Kyle-Wang0211 and others added 30 commits May 2, 2026 17:40
…Z SH

Stacks on Phase 6.4f.3 (PR #96). Three follow-ups requested by the
user; each ships a complete primitive but the user-facing assembly
into the full Octree-GS-style adaptive LOD is one more iteration.

(a) SPZ higher-order SH decoding
─────────────────────────────────────────────────────────────────────
SpzDecodeResult gained a `sh_rest` field (PLY-native channel-major
basis-major layout, parallel to PlyLoadResult::sh_rest). decode_spz_raw
now reads the per-splat SH stream Niantic writes after the rotations
block:
   stream order: positions | alphas | colors | scales | rotations | SH
   SH layout:    n × shDim × 3 bytes, basis-major channel-major
   shDim:        0 / 3 / 8 / 15 for sh_degree 0 / 1 / 2 / 3
   decode:       (byte − 128) / 128 ∈ [−1, +1]   (Niantic unquantizeSH)

The decoder transposes from SPZ basis-major-channel-major to PLY
channel-major-basis-major on read so `build_splat_scene_from_gaussians`
can consume PLY and SPZ through the exact same path.

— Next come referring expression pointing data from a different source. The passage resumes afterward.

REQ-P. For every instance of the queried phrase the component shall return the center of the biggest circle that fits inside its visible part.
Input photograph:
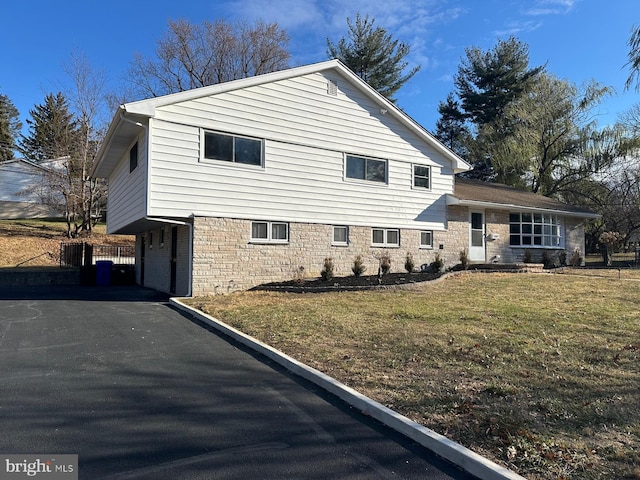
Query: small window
(269, 232)
(133, 157)
(422, 176)
(426, 239)
(368, 169)
(340, 235)
(230, 148)
(385, 237)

Source files at sh_degree 4 are capped to 3 at decode time (the
shader path tops out at 3); the fourth band's bytes are skipped.
load_spz_into_renderer no longer forces sh_degree=0 — it propagates
the file's degree through, intersected with `max_sh_degree` cap.

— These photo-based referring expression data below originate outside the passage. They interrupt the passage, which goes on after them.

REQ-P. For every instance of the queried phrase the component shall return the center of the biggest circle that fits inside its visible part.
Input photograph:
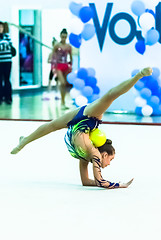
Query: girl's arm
(38, 133)
(83, 167)
(99, 179)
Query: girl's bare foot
(19, 147)
(146, 71)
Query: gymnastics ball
(97, 137)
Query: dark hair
(107, 147)
(64, 31)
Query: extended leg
(97, 108)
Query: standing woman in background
(51, 60)
(5, 64)
(61, 52)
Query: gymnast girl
(81, 123)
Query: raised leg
(97, 108)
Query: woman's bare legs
(62, 86)
(97, 108)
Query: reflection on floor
(42, 105)
(41, 196)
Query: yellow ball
(97, 137)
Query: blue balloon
(71, 77)
(87, 91)
(156, 72)
(138, 7)
(152, 37)
(93, 98)
(96, 90)
(79, 84)
(138, 111)
(145, 93)
(75, 8)
(75, 40)
(88, 32)
(134, 72)
(157, 111)
(91, 72)
(85, 14)
(150, 11)
(91, 81)
(82, 73)
(139, 85)
(140, 46)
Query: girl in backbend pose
(61, 52)
(80, 123)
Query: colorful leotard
(81, 123)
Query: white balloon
(147, 21)
(140, 102)
(76, 26)
(147, 110)
(81, 100)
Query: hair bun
(108, 141)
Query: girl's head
(63, 35)
(1, 27)
(4, 27)
(107, 152)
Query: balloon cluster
(149, 100)
(146, 21)
(79, 27)
(85, 89)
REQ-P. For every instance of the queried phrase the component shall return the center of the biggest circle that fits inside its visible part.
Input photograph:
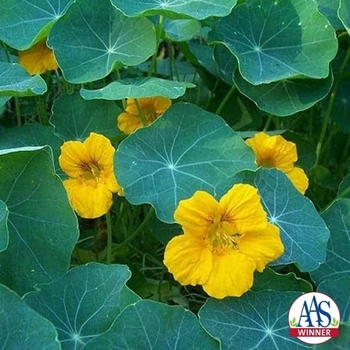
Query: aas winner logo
(314, 318)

Side effect: 6.4f.3.b's `max_sh_degree` cap now actually bites for
SPZ scenes (it was a no-op before because SPZ always reported 0).
A 786 k splat, sh_degree-3 SPZ now respects max_sh_degree=0 and
saves ~141 MB of GPU memory at zero perceptual cost on a thumb.

(c) Bhattacharyya-style leaf merge
─────────────────────────────────────────────────────────────────────
Replaces 6.4f.3.d's "single representative per leaf" with an
importance-weighted moment match across every leaf member:

   weight_i  = opacity_i × |scale_x · scale_y · scale_z|
   W         = Σ weight_i
   μ         = Σ wᵢ pos_i / W                    (1st moment)
   σ²(axis)  = Σ wᵢ (pos_i.axis − μ.axis)² / W   (spatial spread)
   scale*    = mean(scale_i) + sqrt(σ²)          (intrinsic + spread)
   color*    = Σ wᵢ color_i / W
   opacity*  = Σ wᵢ opacity_i / W
   sh_rest*  = Σ wᵢ sh_rest_i / W               (per-coefficient)
   rotation* = identity                         (isotropic-axis approx)

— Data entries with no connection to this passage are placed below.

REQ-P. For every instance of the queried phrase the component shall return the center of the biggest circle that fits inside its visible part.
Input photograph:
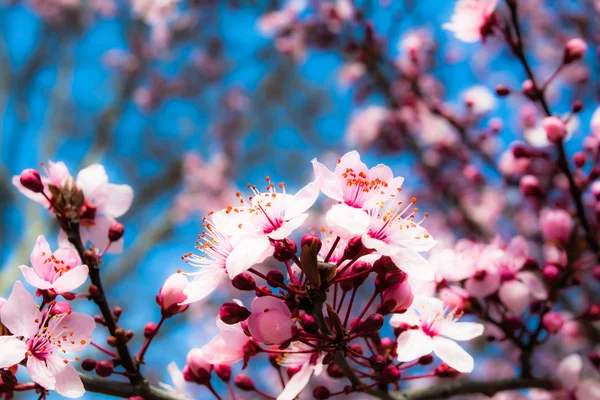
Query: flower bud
(115, 232)
(104, 368)
(275, 278)
(377, 361)
(223, 371)
(556, 225)
(171, 294)
(575, 50)
(555, 129)
(373, 323)
(199, 370)
(244, 282)
(530, 186)
(321, 393)
(308, 239)
(88, 364)
(30, 179)
(232, 313)
(284, 249)
(396, 299)
(60, 307)
(552, 322)
(150, 330)
(243, 382)
(390, 374)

This is the simplified Bhattacharyya — the full version requires a
3×3 eigendecomposition of the summed covariance to recover an
oriented ellipsoid. The isotropic-axis approximation captures
spatial extent and color well enough that thumbnails retain
silhouette + tone, which is what users see at feed scale. Full
oriented merge tracked as follow-up if mid-distance LOD quality
turns out to need it.

The weighted-sum SH merge is *exact* (SH is linear); only
position/scale/rotation collapse is the approximation.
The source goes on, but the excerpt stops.